Pauli Murray, Professor of Law at Brandeis and a woman, has written President Nixon asking to be considered for one of the two vacancies now open on the U.S. Supreme Court.

Murray said yesterday she sent the letter because she feels that "citizens should be able to approach the President directly to make suggestions on matters such as these appointments."

"The President is directly accountable to the people and I hope my action will encourage others to take an active role in making recommendations to the President," she said.

Murray applied to Harvard Law School in 1948, but was rejected. She received her L.I.B. degree at Howard, then took a Master of Laws degree and a Doctorate in Juris Science at Yale.
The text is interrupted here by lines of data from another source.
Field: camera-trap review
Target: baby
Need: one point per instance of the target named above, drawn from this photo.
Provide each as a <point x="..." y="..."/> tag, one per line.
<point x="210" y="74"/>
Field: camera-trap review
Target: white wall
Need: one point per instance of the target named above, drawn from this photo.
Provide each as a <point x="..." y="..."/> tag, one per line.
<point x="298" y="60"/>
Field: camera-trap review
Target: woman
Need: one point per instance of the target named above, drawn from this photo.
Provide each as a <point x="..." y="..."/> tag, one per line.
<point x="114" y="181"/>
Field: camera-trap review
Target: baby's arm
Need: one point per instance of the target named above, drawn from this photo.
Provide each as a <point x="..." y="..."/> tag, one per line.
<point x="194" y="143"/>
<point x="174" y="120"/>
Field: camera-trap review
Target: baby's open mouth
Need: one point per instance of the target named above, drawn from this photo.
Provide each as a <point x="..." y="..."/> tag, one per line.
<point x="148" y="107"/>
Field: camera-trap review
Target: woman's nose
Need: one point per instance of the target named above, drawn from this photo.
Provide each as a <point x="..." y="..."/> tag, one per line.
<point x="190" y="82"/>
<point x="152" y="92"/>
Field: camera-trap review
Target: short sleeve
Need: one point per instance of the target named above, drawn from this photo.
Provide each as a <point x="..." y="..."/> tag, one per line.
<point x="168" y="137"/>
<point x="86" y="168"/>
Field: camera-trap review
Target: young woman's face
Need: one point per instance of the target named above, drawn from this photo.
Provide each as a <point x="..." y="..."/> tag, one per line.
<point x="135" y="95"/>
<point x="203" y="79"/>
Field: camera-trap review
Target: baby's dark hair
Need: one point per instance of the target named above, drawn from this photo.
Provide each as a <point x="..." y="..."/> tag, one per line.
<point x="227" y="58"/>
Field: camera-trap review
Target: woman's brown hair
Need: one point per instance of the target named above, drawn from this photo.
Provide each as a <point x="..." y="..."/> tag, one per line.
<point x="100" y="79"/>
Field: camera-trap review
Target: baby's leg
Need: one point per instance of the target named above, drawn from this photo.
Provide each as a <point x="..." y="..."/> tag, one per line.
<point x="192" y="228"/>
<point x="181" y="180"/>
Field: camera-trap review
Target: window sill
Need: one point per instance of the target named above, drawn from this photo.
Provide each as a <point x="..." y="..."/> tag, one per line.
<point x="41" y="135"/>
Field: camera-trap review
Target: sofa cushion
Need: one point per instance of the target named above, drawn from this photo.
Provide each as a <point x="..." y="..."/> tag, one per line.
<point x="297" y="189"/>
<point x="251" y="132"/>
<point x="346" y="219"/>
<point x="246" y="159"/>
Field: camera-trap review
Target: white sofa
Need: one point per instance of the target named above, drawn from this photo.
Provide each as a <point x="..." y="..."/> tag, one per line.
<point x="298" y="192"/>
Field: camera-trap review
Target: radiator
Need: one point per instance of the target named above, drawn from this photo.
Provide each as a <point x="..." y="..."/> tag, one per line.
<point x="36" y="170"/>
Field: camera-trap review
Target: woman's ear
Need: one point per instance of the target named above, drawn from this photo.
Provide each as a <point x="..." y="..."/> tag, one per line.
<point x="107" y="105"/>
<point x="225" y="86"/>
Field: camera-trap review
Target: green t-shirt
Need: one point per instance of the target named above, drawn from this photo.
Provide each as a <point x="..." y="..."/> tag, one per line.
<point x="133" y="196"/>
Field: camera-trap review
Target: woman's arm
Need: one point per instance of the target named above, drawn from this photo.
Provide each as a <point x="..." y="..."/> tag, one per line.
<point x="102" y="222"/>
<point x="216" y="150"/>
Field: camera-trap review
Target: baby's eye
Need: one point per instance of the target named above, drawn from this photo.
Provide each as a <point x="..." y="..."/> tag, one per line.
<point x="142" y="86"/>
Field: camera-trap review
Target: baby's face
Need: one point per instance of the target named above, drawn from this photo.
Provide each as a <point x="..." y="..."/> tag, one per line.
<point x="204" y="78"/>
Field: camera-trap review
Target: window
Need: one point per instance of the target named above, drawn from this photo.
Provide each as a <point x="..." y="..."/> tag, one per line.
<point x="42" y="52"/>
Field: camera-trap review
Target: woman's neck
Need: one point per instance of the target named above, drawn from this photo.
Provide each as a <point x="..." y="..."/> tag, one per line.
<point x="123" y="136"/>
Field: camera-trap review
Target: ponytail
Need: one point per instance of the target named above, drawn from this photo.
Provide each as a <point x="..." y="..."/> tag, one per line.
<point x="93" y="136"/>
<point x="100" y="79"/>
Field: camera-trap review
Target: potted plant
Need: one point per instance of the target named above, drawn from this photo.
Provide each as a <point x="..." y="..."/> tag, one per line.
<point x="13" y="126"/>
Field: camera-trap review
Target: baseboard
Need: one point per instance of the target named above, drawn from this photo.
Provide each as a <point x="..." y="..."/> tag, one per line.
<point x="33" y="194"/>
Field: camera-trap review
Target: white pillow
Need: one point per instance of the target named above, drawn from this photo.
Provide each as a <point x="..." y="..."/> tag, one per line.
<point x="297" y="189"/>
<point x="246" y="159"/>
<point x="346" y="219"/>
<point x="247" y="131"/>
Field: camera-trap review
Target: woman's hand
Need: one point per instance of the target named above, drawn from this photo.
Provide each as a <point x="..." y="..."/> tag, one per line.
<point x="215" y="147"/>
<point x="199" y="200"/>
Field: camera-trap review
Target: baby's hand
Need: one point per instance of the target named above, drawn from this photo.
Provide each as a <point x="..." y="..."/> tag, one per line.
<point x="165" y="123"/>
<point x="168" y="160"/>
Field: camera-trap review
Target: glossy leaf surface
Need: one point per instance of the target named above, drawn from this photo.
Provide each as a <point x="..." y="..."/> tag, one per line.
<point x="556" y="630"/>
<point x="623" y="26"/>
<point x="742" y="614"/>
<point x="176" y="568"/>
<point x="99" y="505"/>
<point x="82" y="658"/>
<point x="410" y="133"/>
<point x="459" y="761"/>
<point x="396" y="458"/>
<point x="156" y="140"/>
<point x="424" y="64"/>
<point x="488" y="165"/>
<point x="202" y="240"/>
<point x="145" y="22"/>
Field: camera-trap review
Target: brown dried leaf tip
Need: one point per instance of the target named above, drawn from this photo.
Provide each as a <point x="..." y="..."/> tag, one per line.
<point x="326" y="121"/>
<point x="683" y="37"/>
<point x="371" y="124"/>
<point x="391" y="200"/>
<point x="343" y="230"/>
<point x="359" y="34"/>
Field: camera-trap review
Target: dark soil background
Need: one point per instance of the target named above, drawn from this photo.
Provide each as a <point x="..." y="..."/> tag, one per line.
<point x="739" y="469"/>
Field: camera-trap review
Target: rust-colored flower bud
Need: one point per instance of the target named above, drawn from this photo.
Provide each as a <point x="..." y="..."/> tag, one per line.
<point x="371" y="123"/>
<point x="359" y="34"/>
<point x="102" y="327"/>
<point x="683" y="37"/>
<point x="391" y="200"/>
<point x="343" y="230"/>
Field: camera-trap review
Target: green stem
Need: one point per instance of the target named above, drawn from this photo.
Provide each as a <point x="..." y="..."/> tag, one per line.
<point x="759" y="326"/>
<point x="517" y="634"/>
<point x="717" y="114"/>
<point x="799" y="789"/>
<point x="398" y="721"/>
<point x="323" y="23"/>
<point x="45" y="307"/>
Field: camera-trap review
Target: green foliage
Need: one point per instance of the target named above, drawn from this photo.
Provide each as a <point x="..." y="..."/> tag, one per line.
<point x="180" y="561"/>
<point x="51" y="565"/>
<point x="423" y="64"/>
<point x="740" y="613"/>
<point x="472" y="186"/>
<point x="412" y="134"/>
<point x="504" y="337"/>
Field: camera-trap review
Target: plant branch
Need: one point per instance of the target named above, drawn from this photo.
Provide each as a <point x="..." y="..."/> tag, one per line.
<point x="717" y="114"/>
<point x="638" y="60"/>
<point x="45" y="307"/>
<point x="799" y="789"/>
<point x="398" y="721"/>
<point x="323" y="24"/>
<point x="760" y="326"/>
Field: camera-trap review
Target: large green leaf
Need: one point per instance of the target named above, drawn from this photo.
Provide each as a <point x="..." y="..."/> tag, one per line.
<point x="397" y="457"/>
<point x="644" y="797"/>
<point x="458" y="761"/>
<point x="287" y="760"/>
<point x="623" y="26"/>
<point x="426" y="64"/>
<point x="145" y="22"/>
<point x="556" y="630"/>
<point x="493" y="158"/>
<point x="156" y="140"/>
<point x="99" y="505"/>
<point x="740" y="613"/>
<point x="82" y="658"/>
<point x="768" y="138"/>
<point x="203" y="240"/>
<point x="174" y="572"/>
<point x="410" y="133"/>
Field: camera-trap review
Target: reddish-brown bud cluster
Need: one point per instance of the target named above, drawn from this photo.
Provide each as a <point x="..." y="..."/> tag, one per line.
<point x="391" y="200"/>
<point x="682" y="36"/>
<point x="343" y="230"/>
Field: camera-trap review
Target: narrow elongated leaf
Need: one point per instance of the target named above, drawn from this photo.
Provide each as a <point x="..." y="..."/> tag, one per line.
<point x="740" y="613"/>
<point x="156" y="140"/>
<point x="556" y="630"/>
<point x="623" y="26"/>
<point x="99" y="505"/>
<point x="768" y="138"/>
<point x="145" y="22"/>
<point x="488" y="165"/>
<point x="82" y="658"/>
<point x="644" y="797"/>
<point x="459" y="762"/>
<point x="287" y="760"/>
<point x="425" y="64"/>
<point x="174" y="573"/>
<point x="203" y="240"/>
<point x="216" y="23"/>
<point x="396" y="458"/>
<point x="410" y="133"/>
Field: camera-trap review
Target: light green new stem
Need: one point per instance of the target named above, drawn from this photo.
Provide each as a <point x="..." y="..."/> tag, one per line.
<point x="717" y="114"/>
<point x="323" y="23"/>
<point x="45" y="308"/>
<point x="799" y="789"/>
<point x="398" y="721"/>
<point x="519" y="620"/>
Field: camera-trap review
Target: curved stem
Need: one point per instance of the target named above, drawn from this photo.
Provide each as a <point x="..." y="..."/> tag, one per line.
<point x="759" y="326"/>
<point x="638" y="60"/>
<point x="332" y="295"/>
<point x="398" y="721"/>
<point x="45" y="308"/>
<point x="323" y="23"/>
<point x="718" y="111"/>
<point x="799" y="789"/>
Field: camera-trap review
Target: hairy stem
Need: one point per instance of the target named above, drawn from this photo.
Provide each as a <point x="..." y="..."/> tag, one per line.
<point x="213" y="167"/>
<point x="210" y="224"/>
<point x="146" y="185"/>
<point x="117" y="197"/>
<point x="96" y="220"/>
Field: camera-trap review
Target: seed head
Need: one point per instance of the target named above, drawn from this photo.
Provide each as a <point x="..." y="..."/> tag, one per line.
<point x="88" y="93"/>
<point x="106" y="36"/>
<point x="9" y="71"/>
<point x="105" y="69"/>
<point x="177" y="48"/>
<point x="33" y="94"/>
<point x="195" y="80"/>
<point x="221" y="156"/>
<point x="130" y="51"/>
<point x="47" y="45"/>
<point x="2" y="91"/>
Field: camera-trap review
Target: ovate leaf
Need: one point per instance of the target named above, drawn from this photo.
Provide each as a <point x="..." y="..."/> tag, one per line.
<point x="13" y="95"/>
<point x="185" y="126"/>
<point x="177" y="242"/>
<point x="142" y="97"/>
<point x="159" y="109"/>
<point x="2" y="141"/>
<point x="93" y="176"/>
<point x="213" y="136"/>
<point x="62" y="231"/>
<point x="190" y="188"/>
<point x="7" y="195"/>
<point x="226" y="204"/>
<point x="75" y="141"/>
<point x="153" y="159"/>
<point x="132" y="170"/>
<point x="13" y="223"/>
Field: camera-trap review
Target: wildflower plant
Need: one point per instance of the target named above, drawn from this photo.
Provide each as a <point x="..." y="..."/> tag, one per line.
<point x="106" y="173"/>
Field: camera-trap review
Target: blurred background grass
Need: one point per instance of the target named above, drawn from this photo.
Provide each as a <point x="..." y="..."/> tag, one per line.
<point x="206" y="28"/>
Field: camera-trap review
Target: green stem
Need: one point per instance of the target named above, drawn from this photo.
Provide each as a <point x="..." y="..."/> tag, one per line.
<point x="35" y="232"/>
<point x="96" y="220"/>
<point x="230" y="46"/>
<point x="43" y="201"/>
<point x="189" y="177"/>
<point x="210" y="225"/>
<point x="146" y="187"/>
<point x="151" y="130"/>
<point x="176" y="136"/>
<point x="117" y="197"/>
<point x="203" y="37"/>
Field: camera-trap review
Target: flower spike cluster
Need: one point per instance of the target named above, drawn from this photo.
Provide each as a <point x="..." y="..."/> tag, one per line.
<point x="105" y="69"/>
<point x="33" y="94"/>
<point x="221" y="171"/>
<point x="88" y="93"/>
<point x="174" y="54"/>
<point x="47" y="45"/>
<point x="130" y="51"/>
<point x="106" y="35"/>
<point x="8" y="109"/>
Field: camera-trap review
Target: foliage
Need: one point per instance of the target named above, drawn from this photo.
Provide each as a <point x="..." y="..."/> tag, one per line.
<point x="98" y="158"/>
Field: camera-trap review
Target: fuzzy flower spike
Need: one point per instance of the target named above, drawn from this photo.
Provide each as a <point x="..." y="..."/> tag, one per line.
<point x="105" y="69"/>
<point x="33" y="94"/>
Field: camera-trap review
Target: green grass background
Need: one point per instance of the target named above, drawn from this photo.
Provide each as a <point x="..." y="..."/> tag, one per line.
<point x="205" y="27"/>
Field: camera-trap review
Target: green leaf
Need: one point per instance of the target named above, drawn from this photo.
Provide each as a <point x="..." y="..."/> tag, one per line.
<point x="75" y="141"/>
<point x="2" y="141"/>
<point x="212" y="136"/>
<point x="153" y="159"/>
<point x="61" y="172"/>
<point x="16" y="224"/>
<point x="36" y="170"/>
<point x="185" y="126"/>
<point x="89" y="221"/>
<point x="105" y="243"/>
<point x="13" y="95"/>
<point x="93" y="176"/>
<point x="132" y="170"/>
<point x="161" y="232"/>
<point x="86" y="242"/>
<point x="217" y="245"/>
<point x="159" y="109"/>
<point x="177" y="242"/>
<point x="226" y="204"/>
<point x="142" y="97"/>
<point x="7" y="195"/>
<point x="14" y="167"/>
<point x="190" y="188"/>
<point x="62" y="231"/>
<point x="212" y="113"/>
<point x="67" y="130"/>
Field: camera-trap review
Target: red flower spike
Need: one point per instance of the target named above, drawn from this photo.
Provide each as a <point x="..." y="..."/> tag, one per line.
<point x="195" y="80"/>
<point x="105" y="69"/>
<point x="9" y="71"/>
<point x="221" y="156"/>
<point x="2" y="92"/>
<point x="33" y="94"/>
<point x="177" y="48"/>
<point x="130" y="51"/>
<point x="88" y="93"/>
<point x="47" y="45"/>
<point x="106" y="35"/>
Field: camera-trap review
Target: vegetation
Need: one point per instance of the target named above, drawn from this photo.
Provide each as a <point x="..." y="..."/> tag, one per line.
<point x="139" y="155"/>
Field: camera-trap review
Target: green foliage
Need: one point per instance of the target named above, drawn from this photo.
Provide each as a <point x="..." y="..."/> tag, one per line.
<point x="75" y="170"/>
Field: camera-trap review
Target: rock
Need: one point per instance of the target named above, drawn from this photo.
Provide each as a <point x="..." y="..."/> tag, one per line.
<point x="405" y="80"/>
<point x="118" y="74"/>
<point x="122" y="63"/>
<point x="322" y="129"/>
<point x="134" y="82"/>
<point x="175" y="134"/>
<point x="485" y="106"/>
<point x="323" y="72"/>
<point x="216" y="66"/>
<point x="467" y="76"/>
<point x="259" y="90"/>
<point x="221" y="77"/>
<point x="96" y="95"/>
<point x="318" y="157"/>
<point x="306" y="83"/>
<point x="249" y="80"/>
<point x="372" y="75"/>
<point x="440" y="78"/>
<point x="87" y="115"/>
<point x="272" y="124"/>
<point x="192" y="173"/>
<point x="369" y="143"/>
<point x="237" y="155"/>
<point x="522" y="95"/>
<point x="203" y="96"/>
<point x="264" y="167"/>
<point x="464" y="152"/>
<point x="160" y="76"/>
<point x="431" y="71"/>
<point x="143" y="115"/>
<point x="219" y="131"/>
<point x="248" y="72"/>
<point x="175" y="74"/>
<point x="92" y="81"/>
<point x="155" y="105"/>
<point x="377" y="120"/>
Harvard Law began accepting women in 1950.

No token, she

Murray said she does not wish to be a token woman on the Supreme Court. "Just as Associate Justice Thurgood Marshall has a special insight into the racial experience, a woman justice would have native insight into the problems of women," she said.

She added that she sees no reason why there shouldn't be several women justices on the Supreme Court.

"Of course," "it wouldn't do any good for the president to appoint unqualified women or conservative women who are insensitive to the problems of women in our society," she said.

Murray is a founding member of the National Organization for Women (NOW) and has also served on the National Board of the American Civil Liberties Union and the Equal Opportunities Employment Commission.

Murray was tutor of Law at Yale from 1962-65. She also served for two years as a vice-president of Benedict College, a black university in Columbia, S.C., before coming to Brandeis in 1968.